Wednesday, July 25, 2007

A1: Tax revenues up; tax rate down

OK, remember back in April when we got our assessment cards and everyone was complaining about how taxes are going sky high? I wrote then that I wasn't reading anything about the actual pricing mechanism for property taxes, which vary from year to year at the whim of the Supes. Well, here it is at last, showing how all that gnashing of teeth was a little silly: tax rate down to its lowest in ten years. The Courier could have easily explained that at the time.

Of course, your property is valued higher than ever, so you won't likely be paying less. Still, the tax bite doesn't match the Courier's bark in its shameless attempt to disinform and stir up a 'taxpayer revolt' that would cost us all a great deal more.

A1: "Committee begins process to block Young's Farm rezoning"

Oops, did I say the Monogram saga was over? I don't suppose we can hope for a new script (Big Money gets its way, ragtag citizens group makes a stink, Big Money wins anyway -- you know, PV Wal-Mart, Williamson Valley, Verde River, etc.).

Maybe I should be selling peanuts in the stands. "GITcher goobers HEEERE!"

Talk of the Town: "We must tap into domestic oil to control costs"

Hold the phone, we've got another ringer. So to speak.

Once again the Courier is trying to pass off extreme-right DC propaganda as coming from a local writer. The "Talk of the Town" slug means, um, what was it, Tim?


Oh yeah, I remember now, thanks.

"Local" like the Heritage Foundation. By all means, look it up.

If you have any trouble parsing this BS, let me know, but I think anyone reading this probably knows the score on ethanol, on corn prices, and on ANWR. These bunnies just don't stop.

Missing: Kirkpatrick declares for AZ-1

So far the Courier seems to have missed the declaration of another candidate to replace Richie Rich Renzi, this one sitting state Rep. Ann Kirkpatrick. Maybe something from AP will filter in, since apparently the Courier staffers are all too busy watching cops out the windows.

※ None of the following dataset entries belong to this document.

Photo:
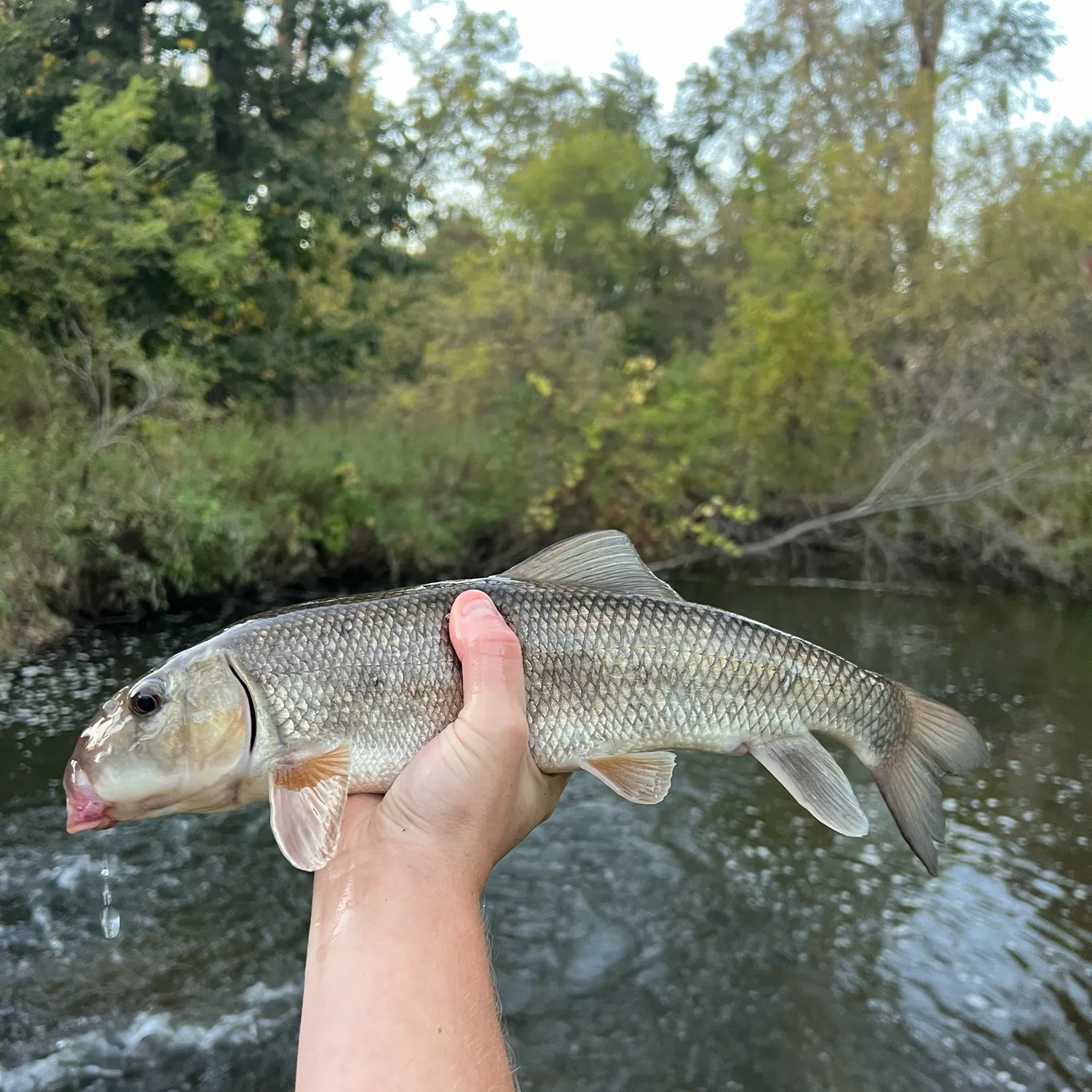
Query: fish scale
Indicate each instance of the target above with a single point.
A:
(312, 703)
(604, 674)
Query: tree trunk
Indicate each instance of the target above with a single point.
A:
(224, 46)
(927, 20)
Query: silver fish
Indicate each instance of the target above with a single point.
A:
(307, 705)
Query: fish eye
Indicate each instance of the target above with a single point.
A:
(146, 700)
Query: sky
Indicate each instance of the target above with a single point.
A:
(585, 36)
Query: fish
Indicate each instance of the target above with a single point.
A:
(304, 705)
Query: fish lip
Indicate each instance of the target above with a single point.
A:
(85, 808)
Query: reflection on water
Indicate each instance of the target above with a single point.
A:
(723, 941)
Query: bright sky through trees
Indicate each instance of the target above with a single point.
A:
(585, 36)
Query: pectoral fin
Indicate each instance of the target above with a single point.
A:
(307, 801)
(644, 779)
(810, 772)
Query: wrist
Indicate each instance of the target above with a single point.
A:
(384, 860)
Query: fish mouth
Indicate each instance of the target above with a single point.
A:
(87, 810)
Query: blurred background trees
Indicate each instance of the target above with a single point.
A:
(258, 325)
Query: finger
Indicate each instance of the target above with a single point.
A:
(493, 663)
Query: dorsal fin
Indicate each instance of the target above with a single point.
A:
(600, 561)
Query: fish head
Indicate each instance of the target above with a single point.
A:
(178, 740)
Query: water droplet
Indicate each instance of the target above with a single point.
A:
(109, 917)
(111, 922)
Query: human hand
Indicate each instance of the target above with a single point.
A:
(474, 791)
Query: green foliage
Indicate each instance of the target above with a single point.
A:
(250, 336)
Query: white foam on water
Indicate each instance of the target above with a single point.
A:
(103, 1053)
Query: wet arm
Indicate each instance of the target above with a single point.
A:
(399, 991)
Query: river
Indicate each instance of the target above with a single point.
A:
(723, 941)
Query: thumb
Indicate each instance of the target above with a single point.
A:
(493, 664)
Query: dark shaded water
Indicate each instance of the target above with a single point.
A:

Update 11:30pm: Ah, here it is, only a couple of days late. Can we hope to hear about the other candidates now?

Editorial: "Let's hope Wal-Mart ordeal is really over"

Yet more waste of editorial space. Note to the unnamed Courier editor: the top-left column is not your daily diary of non-events.

A3: "Katan pushes for policy changes in water, economic development"

The third installment in Cindy Barks' series on Council candidates is free of untoward characterizations, very good. I know Paul is given to saying unusual things, but even so I have to think that Cindy got at least one quote that was better than "I want to get elected." Oh well.

A1: "SWAT team terminates search, does not find gunman"

I read right through this piece wondering when the unfortunately named Joanne Twaddell would get around to telling the story that rates half the front page, only to find no story other than a bunch of PVPD guys got up in jackboot mufti made a big show of trying to arrest an empty motel.

Then, at the very end, comes the clue: all this happened next door to the Courier operation in PV, and during the search police placed the offices "in lock-down" (oooh, how dramatic). Courier employees were involved, so we get a simple failure to maintain proper perspective on what amounts to nothing.

Joanne doesn't tell us who reported the shots in the first place -- a Courier employee, perhaps?

Letter: "Only two ways to deal with water problem"

Franz Rosenberger gives us a nice lesson in framing the water issue.

Talk of the Town: "The words of historical leaders affirm faith"

John Perry responds to Al Herron's column on July 16 and staunchly defends his faith. Too bad he got Al's point backward: not that "faith in God leads to tyranny," but rather that would-be tyrants routinely use religion to advance their ambitions. In his way he reinforces Al's argument by demonstrating the common blind spot among the religious that allows them to be so easily manipulated. Moo.